The Israeli government disclosed Tuesday that it would build 1,000 new housing units at four Jewish settlements in the West Bank, prompting sharp rebukes from Palestinians and Israeli peace activists who said the construction would strengthen Israel's grip on the West Bank and violate promises to freeze settlement growth.

The units would be in addition to 600 that Israeli officials said two weeks ago would go up soon at a major settlement just outside Jerusalem. Hundreds of other units are in the planning pipeline, according to pro- and anti-settlement activists and Israeli media reports.

Israeli officials contend that the peace plan known as the "road map" allows the population of settlements to grow, as long as the newcomers remain within existing boundaries.

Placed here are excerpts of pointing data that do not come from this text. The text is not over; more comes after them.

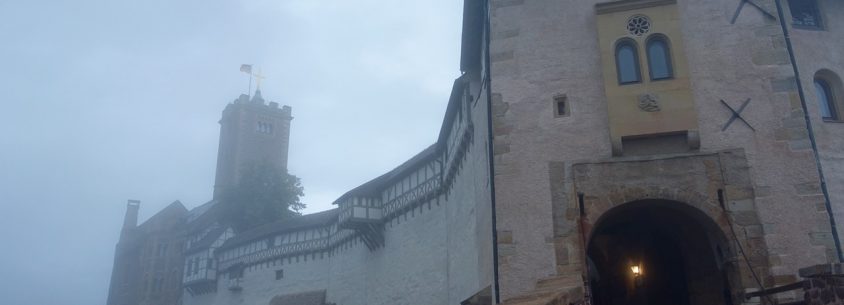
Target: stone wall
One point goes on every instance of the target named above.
(438, 252)
(543, 48)
(815, 51)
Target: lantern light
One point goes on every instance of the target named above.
(636, 270)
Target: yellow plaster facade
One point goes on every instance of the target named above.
(675, 112)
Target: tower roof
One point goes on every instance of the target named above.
(257, 98)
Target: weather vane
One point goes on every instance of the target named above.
(247, 68)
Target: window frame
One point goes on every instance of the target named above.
(830, 99)
(832, 87)
(817, 13)
(669, 60)
(636, 62)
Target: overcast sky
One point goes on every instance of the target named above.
(103, 101)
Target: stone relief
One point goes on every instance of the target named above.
(648, 102)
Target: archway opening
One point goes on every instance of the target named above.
(657, 252)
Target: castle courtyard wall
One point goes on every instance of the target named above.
(543, 49)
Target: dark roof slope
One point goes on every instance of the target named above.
(376, 184)
(206, 241)
(290, 224)
(304, 298)
(171, 215)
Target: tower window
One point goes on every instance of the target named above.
(827, 93)
(627, 62)
(659, 58)
(805, 14)
(264, 127)
(561, 106)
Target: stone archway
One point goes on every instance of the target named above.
(676, 251)
(690, 185)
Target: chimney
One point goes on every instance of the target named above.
(130, 220)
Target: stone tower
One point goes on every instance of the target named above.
(251, 131)
(673, 136)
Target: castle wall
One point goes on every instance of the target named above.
(814, 51)
(437, 251)
(542, 49)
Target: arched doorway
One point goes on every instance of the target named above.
(657, 252)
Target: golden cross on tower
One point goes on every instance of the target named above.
(258, 77)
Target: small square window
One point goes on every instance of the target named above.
(561, 106)
(805, 14)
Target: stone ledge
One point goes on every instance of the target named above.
(834, 269)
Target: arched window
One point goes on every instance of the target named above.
(659, 58)
(827, 91)
(627, 62)
(825, 100)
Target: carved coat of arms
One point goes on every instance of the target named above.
(648, 103)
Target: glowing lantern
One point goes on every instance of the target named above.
(636, 270)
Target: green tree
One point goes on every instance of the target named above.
(264, 194)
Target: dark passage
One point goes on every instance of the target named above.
(654, 253)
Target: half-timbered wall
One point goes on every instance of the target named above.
(436, 226)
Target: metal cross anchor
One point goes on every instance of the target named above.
(736, 115)
(741, 6)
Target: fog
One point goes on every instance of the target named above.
(104, 101)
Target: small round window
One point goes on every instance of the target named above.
(638, 25)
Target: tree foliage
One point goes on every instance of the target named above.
(264, 193)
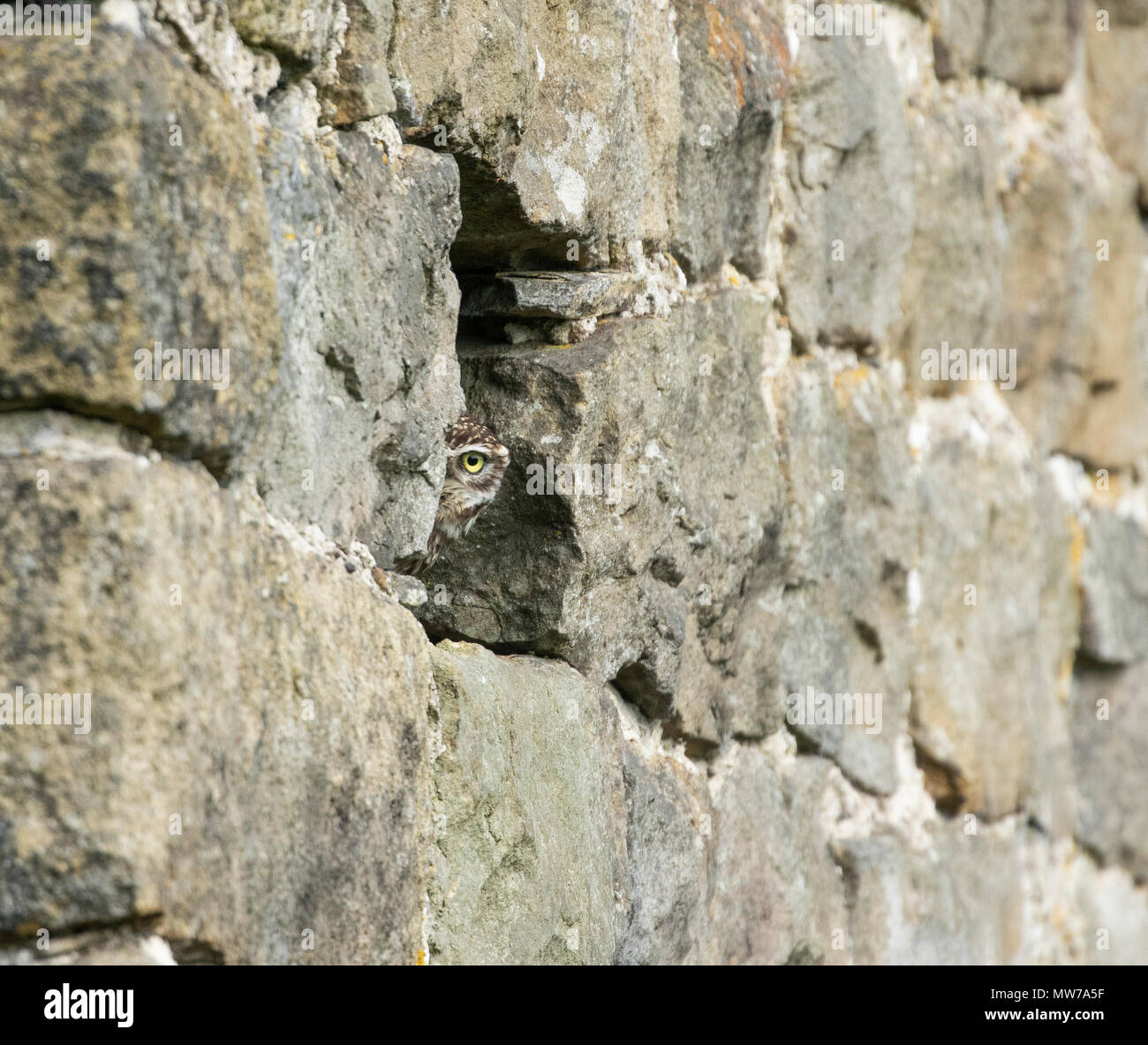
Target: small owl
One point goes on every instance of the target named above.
(475, 466)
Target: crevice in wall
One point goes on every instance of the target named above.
(137, 425)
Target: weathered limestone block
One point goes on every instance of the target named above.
(1074, 297)
(849, 193)
(775, 902)
(1112, 424)
(616, 570)
(133, 216)
(1076, 913)
(1114, 578)
(844, 616)
(957, 34)
(1118, 87)
(562, 837)
(297, 30)
(202, 30)
(529, 814)
(954, 268)
(94, 949)
(563, 119)
(1028, 45)
(1031, 45)
(669, 851)
(954, 900)
(995, 616)
(368, 378)
(241, 680)
(1109, 739)
(362, 87)
(735, 68)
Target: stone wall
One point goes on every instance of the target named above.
(751, 260)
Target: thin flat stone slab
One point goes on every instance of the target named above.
(555, 295)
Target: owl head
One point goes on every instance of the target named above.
(475, 466)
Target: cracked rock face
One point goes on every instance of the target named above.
(775, 647)
(639, 525)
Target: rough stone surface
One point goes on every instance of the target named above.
(775, 646)
(116, 239)
(1108, 745)
(368, 303)
(1114, 577)
(995, 615)
(298, 776)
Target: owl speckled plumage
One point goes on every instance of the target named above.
(475, 466)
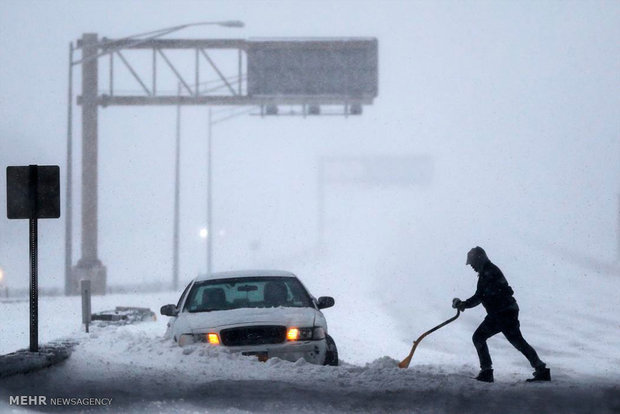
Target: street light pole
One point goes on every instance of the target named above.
(69, 172)
(177, 202)
(210, 229)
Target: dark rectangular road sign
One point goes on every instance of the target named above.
(347, 68)
(33, 192)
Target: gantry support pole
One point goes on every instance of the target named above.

The new housing units will not violate any agreements with the United States because they were permitted "in accordance with President Bush's letter of the 14th of April to Prime Minister [Ariel] Sharon, regarding the large settlement blocks," said an official in Sharon's office, who would not agree to be quoted by name.

In that letter, Bush reversed years of U.S. Middle East policy by endorsing Israel's claim to parts of the West Bank seized in the 1967 Middle East war and saying it was unrealistic to expect Israel to abandon major West Bank settlements and return to its pre-1967 boundaries. The letter did not directly address settlement growth, other than reiterating the U.S. commitment to the road map.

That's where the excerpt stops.